Thursday, January 31, 2008

Adana’daki zeytin zirvesinin ardından


Nedim Atilla
nedim.atilla@aksam.com.tr
Akşam Gazetesi
31 Ocak 2008,Perşembe


Geçen hafta sonu Adana’da gerçekleşen ve tüm katılımcılar tarafından son yılların en önemli zeytincilik platformlarından biri olduğu belirtilen Doğu Akdeniz Zeytin ve Zeytinyağı Zirvesi’ni UZZK Başkanı Mustafa Tan ile konuşuyoruz. Salonun tamamen dolu olması, zirveye bizzat katılarak sorunları ilk elden dinleyen ve bu konudaki görüşlerini katılımcılarla paylaşan Tarım Bakanı Mehdi Eker’in de söyledikleri zirveyi daha da önemli hale getirmiş. Mustafa Tan, Bakan Eker’in yanı sıra öncelikle zirveyi düzenleyen Adana Valisi İlhan Atış’ın şahsında tüm bürokratlara, Çukurova Üniversitesi Rektörü Prof. Dr. Alper Akınoğlu’nun şahsında tüm bilim insanlarına teşekkür ediyor.

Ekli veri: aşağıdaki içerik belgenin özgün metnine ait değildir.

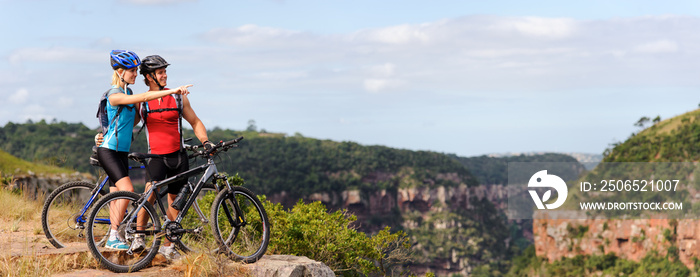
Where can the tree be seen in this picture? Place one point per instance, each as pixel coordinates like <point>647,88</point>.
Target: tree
<point>251,126</point>
<point>642,121</point>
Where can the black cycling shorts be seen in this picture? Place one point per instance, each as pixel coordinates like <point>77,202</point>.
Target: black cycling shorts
<point>169,165</point>
<point>115,163</point>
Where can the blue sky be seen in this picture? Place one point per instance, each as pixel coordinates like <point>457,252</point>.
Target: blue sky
<point>462,77</point>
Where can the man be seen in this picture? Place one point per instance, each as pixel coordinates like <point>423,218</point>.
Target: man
<point>162,121</point>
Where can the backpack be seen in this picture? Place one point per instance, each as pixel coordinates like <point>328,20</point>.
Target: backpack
<point>102,117</point>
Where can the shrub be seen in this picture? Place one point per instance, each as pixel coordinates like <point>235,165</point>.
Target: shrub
<point>310,230</point>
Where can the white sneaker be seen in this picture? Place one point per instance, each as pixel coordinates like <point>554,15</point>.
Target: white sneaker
<point>170,253</point>
<point>138,245</point>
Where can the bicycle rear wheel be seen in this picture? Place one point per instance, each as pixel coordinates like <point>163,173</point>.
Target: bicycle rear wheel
<point>65,212</point>
<point>202,240</point>
<point>98,228</point>
<point>240,225</point>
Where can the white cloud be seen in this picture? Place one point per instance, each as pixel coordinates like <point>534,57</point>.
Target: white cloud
<point>65,102</point>
<point>538,26</point>
<point>156,2</point>
<point>57,55</point>
<point>19,97</point>
<point>401,34</point>
<point>378,85</point>
<point>659,46</point>
<point>252,35</point>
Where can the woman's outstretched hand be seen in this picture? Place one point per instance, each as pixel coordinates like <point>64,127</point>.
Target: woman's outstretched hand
<point>182,90</point>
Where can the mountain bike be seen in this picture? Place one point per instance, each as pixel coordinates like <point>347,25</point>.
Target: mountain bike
<point>238,221</point>
<point>65,210</point>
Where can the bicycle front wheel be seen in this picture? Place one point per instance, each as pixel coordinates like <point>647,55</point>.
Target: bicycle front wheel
<point>98,231</point>
<point>240,225</point>
<point>65,212</point>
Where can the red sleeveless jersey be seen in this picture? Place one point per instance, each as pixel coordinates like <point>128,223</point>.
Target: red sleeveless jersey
<point>162,127</point>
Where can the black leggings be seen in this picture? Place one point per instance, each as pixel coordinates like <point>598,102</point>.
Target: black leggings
<point>167,166</point>
<point>115,163</point>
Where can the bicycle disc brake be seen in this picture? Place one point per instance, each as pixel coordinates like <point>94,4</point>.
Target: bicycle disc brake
<point>173,231</point>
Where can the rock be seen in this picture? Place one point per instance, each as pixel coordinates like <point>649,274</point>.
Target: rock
<point>289,266</point>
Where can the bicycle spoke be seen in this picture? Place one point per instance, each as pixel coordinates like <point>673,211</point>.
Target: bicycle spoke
<point>98,232</point>
<point>241,224</point>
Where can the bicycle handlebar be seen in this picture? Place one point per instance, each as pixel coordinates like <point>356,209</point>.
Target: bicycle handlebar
<point>222,145</point>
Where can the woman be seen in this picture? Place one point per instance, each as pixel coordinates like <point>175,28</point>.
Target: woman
<point>114,149</point>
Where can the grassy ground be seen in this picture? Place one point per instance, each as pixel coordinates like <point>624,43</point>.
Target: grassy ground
<point>20,228</point>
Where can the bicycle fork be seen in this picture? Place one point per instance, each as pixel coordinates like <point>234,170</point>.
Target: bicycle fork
<point>239,220</point>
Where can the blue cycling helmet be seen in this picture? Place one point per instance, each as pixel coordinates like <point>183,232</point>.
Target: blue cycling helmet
<point>123,59</point>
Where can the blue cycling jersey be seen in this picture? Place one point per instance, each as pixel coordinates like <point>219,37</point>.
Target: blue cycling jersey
<point>118,135</point>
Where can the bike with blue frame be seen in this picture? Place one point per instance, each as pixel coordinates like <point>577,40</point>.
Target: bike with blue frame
<point>65,210</point>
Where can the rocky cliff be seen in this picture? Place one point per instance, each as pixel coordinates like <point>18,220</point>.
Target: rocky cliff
<point>41,185</point>
<point>629,239</point>
<point>448,223</point>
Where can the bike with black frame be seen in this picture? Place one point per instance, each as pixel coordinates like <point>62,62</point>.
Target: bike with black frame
<point>237,221</point>
<point>65,210</point>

Zirve sonunda oluşan görüşler Bakan Eker’e sunulmuş, Bakan Eker de UZZK’nın konunun tek otoritesi olduğunu bilerek önemsiyor... Eker’in zirvede yaptığı konuşmadan şu bölümlerin altını özellikle çizdim: “Dünyada kentleşmenin artmasıyla birlikte değişen beslenme alışkanlıklarının, zeytinyağına olan talebi her gün biraz daha artırdığı kesin.

Bu nedenle Türkiye’nin sahip olduğu zeytin üretim avantajını iyi bir şekilde değerlendirmesi gerekiyor. Türkiye’de 110 milyon civarında zeytin ağacı vardı. 2005 yılında başladığımız bir projeyle geçen zaman içinde bu rakam 140 milyona çıktı. Yaklaşık 40 milyon fidan dikildi. Bu son derece önemli bir artış. Biz 2005’de başlattığımız desteklemeyle önce 30 YTL, 2006 ve 2007’de 250 YTL dekar başına destek verdik. Daha sonra yağlı çeşide 250 YTL, Gemlik olarak adlandırdığımız çeşide 45 YTL destek vermeye başladık.”

UZZK’nın önemi

Eker, UZZK’nın önemini de şöyle dile getirmiş: “Bütün partnerlerinin bir araya geldiği, üreticisi, sanayicisi, pazarlayıcısı, masanın bütün kenarlarında oturan herkesin iştirak ettiği bir yasal platform oluşturmak suretiyle sorunların dile getirilmesi, müşterek çözümler hazırlanması için bir konsey kurulması gerekiyordu. Biz de tarım kanunun 11. maddesine göre konsey kurduk. AB sürecinde zeytinyağını, zeytinciliği tam üyelik gerçekleşmeden bazı mesafeler kat etmemiz gerekiyor. Müzakere açısından böyle bir çabanın stratejik önemi ve değeri var. Çünkü belirli kısıtlamalarla karşılaşacağız. Bizim bu zamanı çok iyi değerlendirmemiz gerekir”...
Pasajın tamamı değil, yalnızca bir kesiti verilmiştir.